Energy audits. An energy audit measures the gap between current and optimal energy performance for a given facility. Why not offer individual facilities some quantification of potential their savings? If industry leaders saw how much value was at stake, would they not be more inclined to cut the waste by implementing greater efficiency? The U.S. Department of Energy has been doing this, to date providing several hundred industrial energy audits for free. In return, the DOE asks only for the privilege of publishing the results of each so that the rest of industry can be informed and inspired by the magnitude of potential savings.

PROS: Some, but not all industrials, will accept a free energy audit. Some documentation of potential savings is provided to those that do. As energy prices go up, managers are beginning to enquire more frequently about energy audits.

CONS: The energy audit concept is poorly understood by many. For one thing, the very act of getting an energy audit fixes nothing. It only provides the roadmap for getting to the savings. Almost always, an energy audit is a technical document written by engineers for an engineering audience. It usually says nothing about the “people” issues that will help or hinder the implementation of recommended improvements.
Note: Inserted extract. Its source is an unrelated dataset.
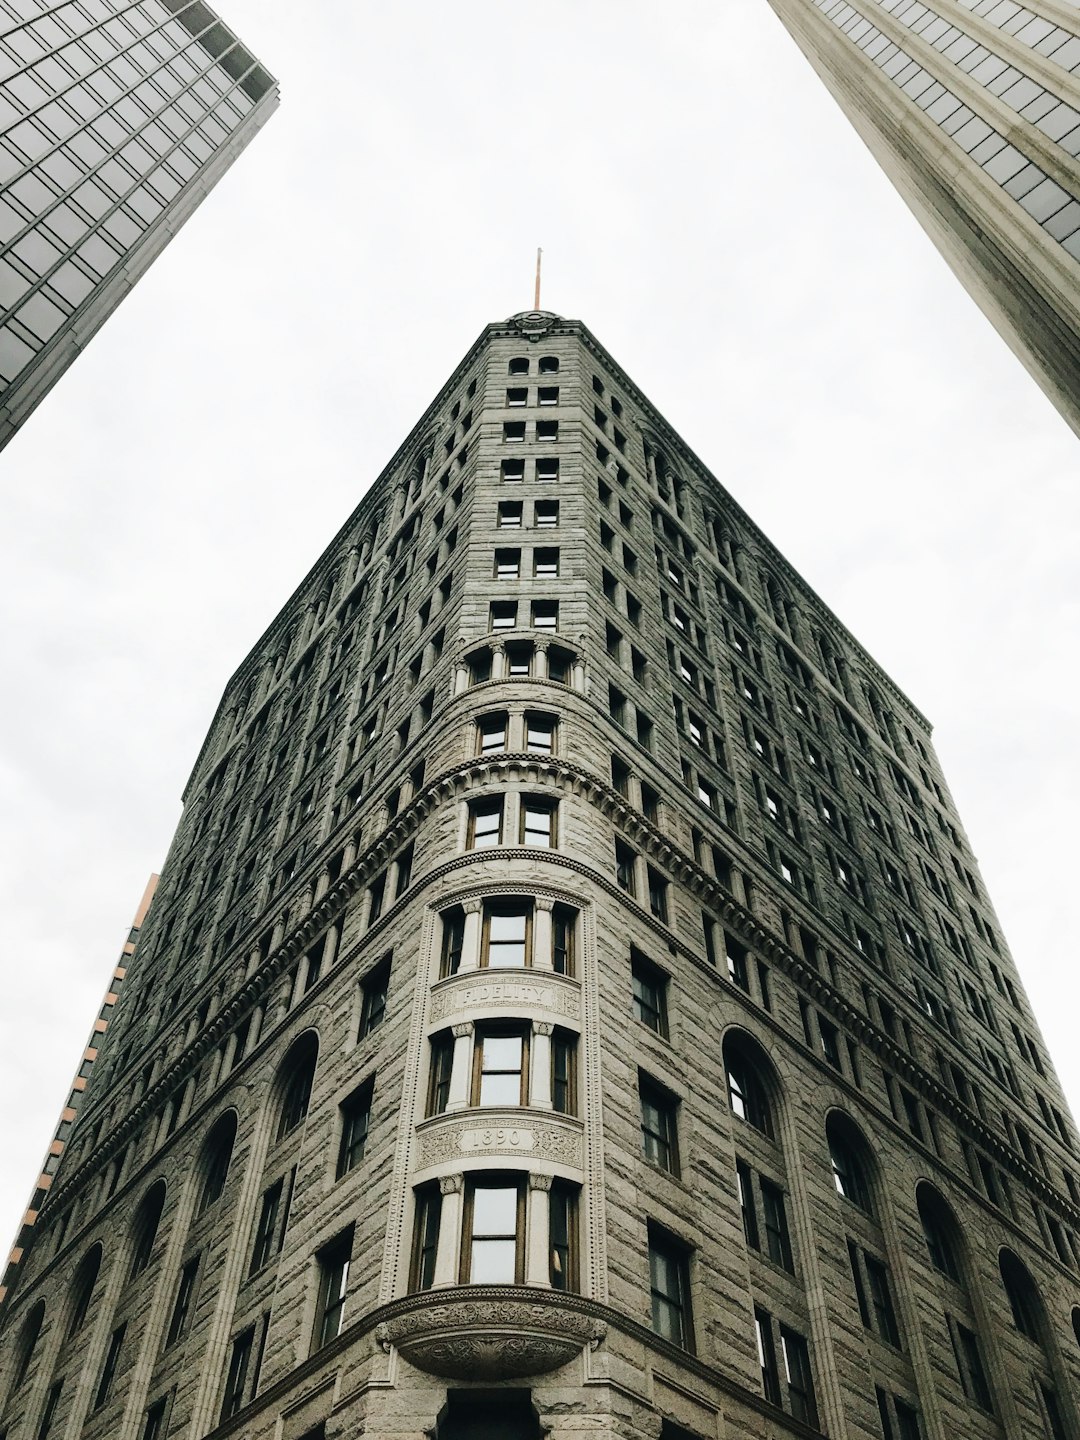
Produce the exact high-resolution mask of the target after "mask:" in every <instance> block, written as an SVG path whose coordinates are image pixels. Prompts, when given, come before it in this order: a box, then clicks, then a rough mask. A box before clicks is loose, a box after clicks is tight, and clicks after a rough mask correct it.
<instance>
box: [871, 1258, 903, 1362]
mask: <svg viewBox="0 0 1080 1440" xmlns="http://www.w3.org/2000/svg"><path fill="white" fill-rule="evenodd" d="M863 1259H864V1261H865V1267H867V1284H868V1289H870V1303H871V1305H873V1308H874V1320H876V1328H877V1333H878V1335H880V1336H881V1339H883V1341H887V1342H888V1344H890V1345H896V1346H897V1348H899V1346H900V1326H899V1325H897V1322H896V1310H894V1309H893V1296H891V1293H890V1289H888V1272H887V1270H886V1267H884V1266H883V1264H881V1261H880V1260H876V1259H874V1257H873V1256H868V1254H864V1256H863Z"/></svg>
While the number of enquires about energy audits ( and “free” audits in particular) is on the rise. As explained at length elsewhere in this blog, energy audits are not a commodity, and you effectively get what you pay for.

Capital grants.
A handful of entities have attempted to provide grants—to actually give away money—to industrial facilities that commit to a specific energy improvement project.

PROS: The preparation for such grant programs certainly stimulated a lot of discussion about needed technologies.

CONS: In the end, it was actually hard to give away money. Energy “projects,” pursued without the larger context of an improvement program, are often seen as a distraction from all-important production goals. Also, such projects simply represent change—and where there’s change, there’s risk. In a business environment, the time and effort that are devoted to efficiency are expended at the risk of missing all-important production schedules.

Lessons learned? The promotion of industrial energy efficiency depends on a carrot AND a stick. The give-away of free resources will help only if industrial leaders first ensure that their staffs have the goals and accountabilities for making measurable energy improvements.